The government now moves to dismiss Buie's amended complaint in its entirety for lack of subject matter jurisdiction under Federal Rule of Civil Procedure 12(b)(1), contending that the FTCA's waiver of sovereign immunity does not apply. Alternatively, even if jurisdiction were proper, the government contends dismissal is warranted under Rule 12(b)(6) because the doctrine of res judicata bars this action and, regardless, Buie failed to plausibly allege the elements of a negligence claim under D.C. law.

II. Legal Standards

Under Federal Rule of Civil Procedure 12(b)(1), plaintiffs bear the burden of establishing jurisdiction by a preponderance of the evidence. See Lujan v. Defs. of Wildlife, 504 U.S. 555, 561 (1992). A court considering a Rule 12(b)(1) motion must “assume the truth of all material factual allegations in the complaint and construe the complaint liberally, granting plaintiff the benefit of all inferences that can be derived from the facts alleged.” Am. Nat'l Ins. Co. v. FDIC, 642 F.3d 1137, 1139 (D.C. Cir. 2011) (quotation marks omitted). The Court also may examine materials outside the pleadings as it deems appropriate to resolve the question of its jurisdiction. See Herbert v. Nat'l Acad. of Scis., 974 F.2d 192, 197 (D.C. Cir. 1992).

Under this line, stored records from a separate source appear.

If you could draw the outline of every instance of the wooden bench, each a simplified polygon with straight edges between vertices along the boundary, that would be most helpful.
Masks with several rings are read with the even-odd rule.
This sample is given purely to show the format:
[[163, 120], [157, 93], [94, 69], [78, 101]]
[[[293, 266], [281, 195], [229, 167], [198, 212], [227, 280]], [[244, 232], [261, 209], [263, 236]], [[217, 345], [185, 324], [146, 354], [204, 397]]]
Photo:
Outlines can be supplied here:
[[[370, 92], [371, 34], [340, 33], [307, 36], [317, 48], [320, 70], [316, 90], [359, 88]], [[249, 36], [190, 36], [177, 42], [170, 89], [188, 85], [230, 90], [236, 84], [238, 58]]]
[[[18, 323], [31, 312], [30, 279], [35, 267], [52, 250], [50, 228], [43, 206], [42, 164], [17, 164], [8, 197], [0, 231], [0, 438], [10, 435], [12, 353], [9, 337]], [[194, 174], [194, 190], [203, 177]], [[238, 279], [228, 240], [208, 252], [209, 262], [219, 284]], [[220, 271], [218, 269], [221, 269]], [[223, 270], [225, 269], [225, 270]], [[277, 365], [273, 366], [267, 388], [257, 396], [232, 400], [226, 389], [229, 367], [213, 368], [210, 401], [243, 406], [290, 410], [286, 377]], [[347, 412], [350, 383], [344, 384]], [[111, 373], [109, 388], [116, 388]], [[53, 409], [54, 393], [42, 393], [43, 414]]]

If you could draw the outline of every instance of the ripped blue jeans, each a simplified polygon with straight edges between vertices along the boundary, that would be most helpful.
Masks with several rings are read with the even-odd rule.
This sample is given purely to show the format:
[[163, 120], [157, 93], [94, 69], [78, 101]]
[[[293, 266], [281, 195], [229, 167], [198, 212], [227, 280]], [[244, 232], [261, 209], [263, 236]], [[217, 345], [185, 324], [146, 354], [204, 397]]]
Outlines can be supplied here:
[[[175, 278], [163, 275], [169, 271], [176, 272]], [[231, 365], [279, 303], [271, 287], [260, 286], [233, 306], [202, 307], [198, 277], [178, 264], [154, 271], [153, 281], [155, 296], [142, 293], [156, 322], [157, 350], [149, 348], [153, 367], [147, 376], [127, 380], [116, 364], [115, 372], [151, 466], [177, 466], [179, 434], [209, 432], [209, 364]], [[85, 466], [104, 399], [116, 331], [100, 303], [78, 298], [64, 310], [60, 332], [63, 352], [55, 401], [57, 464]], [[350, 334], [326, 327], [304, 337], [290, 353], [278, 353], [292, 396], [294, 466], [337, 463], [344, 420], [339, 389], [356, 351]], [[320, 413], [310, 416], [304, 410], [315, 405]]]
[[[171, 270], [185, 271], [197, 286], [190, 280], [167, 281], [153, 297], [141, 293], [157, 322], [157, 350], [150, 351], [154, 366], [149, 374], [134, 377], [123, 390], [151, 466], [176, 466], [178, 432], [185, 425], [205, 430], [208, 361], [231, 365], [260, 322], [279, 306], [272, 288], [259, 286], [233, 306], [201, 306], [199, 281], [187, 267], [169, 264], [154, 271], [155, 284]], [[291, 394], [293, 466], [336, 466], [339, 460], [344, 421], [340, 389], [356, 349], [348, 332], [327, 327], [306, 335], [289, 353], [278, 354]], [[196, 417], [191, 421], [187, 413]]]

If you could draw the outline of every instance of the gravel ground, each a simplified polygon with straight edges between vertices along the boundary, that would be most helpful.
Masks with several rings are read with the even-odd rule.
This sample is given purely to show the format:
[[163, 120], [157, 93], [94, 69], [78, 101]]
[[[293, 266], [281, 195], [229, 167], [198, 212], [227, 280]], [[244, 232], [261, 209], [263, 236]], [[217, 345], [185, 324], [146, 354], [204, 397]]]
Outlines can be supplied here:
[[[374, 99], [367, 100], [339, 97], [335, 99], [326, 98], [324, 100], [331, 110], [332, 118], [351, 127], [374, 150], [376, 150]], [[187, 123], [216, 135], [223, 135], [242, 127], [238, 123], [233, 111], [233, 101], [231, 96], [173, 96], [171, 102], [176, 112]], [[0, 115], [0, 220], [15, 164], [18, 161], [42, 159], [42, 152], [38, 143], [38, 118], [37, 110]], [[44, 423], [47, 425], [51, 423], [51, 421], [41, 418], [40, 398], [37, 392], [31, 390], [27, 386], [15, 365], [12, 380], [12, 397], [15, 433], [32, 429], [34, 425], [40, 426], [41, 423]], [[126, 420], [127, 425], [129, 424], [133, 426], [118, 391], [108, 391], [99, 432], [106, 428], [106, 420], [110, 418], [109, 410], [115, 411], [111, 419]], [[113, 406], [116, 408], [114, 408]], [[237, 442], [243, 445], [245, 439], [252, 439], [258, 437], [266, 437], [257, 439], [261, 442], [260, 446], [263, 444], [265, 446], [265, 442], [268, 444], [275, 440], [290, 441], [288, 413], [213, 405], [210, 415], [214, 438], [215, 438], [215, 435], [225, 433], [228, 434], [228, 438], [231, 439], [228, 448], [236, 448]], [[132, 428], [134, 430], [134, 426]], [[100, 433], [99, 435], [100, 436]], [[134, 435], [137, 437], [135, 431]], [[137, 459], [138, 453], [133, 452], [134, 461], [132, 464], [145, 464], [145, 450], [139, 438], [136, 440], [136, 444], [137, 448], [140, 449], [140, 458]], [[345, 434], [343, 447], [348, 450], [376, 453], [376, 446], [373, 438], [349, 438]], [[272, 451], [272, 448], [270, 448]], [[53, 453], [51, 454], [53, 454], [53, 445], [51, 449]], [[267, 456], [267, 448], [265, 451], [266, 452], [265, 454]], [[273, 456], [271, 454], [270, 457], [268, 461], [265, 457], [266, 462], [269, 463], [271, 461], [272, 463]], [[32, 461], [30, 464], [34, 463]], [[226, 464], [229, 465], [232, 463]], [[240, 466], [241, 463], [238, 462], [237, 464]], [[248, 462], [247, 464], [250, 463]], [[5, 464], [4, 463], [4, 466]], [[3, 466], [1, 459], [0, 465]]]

Because the Court will begin and end its analysis with the threshold question of sovereign immunity, it need not recite the standards governing Rule 12(b)(6).

III. Analysis

The federal government's sovereign immunity is “jurisdictional in nature,” and a plaintiff “bears the burden of proving that the government has unequivocally waived its immunity.” TriState Hosp. Supply Corp. v. United States, 341 F.3d 571, 575 (D.C. Cir. 2003). Buie has attempted to meet this burden through the FTCA, but his claims fall outside that statute's limited waiver and thus beyond this Court's reach.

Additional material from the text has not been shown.